Quando falou, contudo, voltou tudo ao mesmo. “O clube não possui um estádio que responda às normas regulamentares de segurança”, avaliou a LFP, citada pelo Le Figaro, após o seu conselho de administração chumbar (de vez) a participação do Luzenac na segunda divisão.

Desde então que o clube já fez tudo: firmou um acordo com a câmara municipal de Toulouse para utilizar o estádio da cidade e até ouviu Thierry Braillard, ministro do Desporto gaulês, a apelidar o Luzenac como “uma vítima” que “ganhou a promoção no relvado” e que “devia ser acompanhada pelo esforço do profissionalismo”. E disse mais, quando considerou uma “hipocrisia” o facto de “a LFP barrar o acesso de amadores ao mundo profissional”. Dias depois, o presidente da liga, Frédéric Thiriez, respondeu que “não cedia a nenhuma pressão política”.
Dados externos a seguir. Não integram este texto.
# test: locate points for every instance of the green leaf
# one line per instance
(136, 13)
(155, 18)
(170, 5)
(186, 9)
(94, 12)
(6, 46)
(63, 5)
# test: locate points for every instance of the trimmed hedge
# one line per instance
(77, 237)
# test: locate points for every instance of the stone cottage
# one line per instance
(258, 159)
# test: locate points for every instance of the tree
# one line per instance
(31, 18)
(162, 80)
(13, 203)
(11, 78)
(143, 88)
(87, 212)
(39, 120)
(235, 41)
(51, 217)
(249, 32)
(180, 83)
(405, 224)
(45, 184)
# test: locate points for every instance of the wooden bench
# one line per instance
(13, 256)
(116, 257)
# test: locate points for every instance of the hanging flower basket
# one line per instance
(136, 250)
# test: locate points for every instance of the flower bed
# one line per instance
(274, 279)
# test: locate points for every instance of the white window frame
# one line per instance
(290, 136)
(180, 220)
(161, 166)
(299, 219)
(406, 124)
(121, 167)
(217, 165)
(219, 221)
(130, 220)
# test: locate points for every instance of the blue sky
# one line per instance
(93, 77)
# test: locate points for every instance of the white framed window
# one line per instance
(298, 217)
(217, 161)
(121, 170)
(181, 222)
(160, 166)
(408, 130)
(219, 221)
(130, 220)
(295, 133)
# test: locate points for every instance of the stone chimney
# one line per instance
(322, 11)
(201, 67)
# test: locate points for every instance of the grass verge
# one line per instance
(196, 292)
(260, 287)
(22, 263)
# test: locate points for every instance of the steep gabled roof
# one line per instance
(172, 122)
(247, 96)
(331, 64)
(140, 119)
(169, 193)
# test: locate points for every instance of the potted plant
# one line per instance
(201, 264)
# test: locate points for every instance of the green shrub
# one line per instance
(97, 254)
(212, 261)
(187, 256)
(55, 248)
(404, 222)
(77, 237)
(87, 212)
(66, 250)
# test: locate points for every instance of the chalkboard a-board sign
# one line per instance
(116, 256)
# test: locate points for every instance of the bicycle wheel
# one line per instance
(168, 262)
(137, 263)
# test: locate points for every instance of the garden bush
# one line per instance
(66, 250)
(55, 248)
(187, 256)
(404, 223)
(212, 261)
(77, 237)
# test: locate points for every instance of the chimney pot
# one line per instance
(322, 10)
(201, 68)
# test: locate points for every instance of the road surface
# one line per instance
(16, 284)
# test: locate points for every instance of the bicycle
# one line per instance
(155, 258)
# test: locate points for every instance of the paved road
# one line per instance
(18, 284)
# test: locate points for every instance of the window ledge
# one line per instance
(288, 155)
As últimas semanas foram mais do mesmo — com esperanças a surgirem para depois darem lugar a desilusões. A 25 de agosto, a LFP chegou a anunciar que, afinal, ia deixar o Luzenac participar na Ligue 2. Mas, dois dias volvidos, a entidade saiu de uma reunião e deu um passo atrás. A 3 de setembro, o comité olímpico seguiu o exemplo e retirou o apoio ao clube. Agora sim, nada feito.

Barrado o acesso à segunda divisão, a LFP propôs ao Luzenac uma alternativa: voltar a competir na terceira divisão. Mas a crença do clube num desfecho favorável tramou-o — os dirigentes nunca chegaram a inscrever a equipa nesse escalão.
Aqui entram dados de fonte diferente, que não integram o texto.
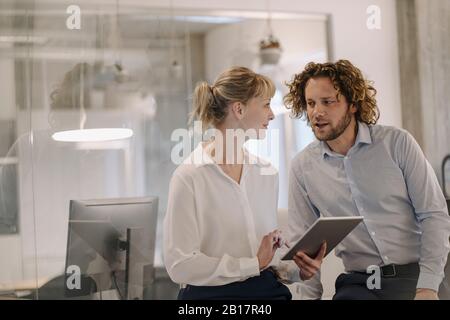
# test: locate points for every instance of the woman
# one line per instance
(220, 228)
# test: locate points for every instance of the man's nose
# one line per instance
(319, 111)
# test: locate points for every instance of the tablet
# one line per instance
(330, 229)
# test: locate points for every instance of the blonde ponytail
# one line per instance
(237, 84)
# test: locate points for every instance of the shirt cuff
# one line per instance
(429, 281)
(249, 267)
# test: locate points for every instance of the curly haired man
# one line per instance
(359, 168)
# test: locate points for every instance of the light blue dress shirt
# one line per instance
(385, 178)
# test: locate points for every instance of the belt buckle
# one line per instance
(388, 274)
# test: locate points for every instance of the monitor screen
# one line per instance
(111, 246)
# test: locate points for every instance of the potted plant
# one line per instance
(270, 50)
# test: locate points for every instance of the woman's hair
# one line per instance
(237, 84)
(347, 80)
(74, 89)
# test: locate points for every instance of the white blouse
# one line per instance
(214, 226)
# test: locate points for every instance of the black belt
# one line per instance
(399, 270)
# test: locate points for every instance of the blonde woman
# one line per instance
(220, 231)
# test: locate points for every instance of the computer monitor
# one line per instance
(111, 245)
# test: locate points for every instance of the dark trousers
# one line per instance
(263, 287)
(353, 285)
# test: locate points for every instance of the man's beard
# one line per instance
(335, 132)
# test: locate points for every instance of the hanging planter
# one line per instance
(270, 50)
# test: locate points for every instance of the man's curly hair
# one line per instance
(347, 80)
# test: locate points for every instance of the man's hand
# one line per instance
(426, 294)
(269, 244)
(309, 266)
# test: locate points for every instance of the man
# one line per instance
(379, 172)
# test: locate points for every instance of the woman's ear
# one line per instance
(238, 110)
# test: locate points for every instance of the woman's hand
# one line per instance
(269, 244)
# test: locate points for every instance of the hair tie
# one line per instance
(214, 97)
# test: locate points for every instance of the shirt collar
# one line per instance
(363, 136)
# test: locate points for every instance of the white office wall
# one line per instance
(375, 52)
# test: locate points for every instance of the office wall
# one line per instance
(425, 72)
(375, 51)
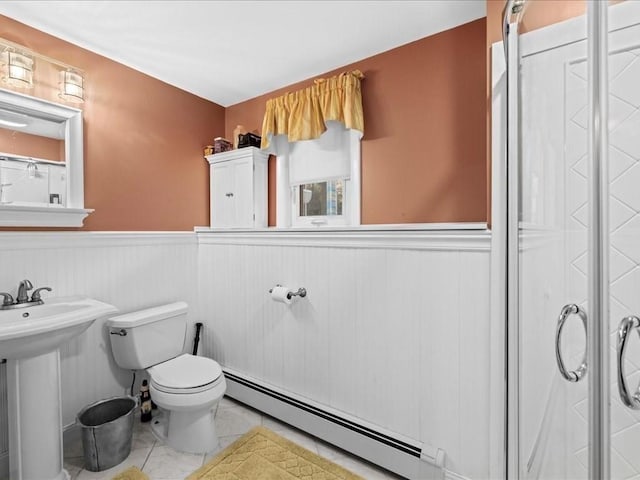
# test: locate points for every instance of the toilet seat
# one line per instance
(186, 374)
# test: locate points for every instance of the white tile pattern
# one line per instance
(624, 259)
(160, 462)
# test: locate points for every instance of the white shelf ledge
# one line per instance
(35, 216)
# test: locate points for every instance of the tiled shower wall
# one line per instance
(128, 270)
(554, 264)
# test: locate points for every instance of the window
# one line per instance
(319, 180)
(320, 202)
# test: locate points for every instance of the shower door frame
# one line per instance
(508, 242)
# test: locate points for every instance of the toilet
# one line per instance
(187, 388)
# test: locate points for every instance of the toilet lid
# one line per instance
(186, 371)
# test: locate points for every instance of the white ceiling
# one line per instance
(231, 51)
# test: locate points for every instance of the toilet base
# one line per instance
(189, 432)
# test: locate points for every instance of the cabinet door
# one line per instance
(222, 195)
(243, 193)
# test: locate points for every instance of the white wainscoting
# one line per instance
(395, 328)
(130, 270)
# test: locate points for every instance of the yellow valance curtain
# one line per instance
(302, 115)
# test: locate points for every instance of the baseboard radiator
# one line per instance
(404, 457)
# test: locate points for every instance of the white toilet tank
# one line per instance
(147, 337)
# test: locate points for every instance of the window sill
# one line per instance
(32, 216)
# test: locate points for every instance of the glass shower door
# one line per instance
(574, 166)
(551, 299)
(624, 227)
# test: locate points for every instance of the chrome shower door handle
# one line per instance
(626, 325)
(579, 373)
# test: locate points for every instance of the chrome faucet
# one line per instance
(23, 288)
(22, 299)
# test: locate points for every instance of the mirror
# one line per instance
(41, 163)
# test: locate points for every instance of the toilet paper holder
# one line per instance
(302, 292)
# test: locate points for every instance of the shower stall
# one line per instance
(566, 97)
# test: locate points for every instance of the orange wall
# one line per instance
(423, 149)
(143, 140)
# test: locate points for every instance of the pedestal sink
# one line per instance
(30, 339)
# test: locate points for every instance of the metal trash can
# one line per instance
(107, 428)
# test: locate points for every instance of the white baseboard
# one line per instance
(410, 459)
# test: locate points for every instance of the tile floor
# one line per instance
(232, 420)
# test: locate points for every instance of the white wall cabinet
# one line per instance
(238, 194)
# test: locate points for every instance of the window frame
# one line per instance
(287, 194)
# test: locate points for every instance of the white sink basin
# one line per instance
(31, 331)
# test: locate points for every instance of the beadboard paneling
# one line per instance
(398, 337)
(129, 270)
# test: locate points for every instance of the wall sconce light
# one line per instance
(17, 65)
(71, 86)
(17, 69)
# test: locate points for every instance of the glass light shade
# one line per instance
(17, 69)
(71, 86)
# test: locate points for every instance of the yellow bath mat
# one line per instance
(131, 473)
(260, 454)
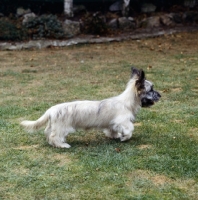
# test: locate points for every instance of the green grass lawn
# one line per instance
(159, 162)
Ou seja, a alternativa foi empurrar a equipa até ao Championnat de Football Amateur 2 (CFA2), o equivalente a uma quinta divisão. “Recusamo-nos a participar no CFA2 com jogadores que garantiram a promoção à Ligue 2. A recusa em aceitar o Luzenac resulta no fim do nosso projeto”, resumiu Barthez ao La Dépêche. “Para nós acabou. A história termina aqui”, lamentou o ex-guarda-redes, que nasceu há 43 anos em Lavelanet, a menos de 50 quilómetros de Lauzenac, a vila que viu a equipa de futebol a garantir o acesso ao escalão profissional e, cinco meses depois, a deixar de existir.

Sim, acabar. Os responsáveis do clube dos Pirenéus revelaram esta quarta-feira que os “20 e poucos” jogadores e a equipa técnica foram “libertados dos seus contratos”. Barthez e Duckos demitiram-se e, para já, sobra a equipa de reservas, que continuará a competir das divisões distritais do futebol gaulês. E tudo acabou mal quando começou bem.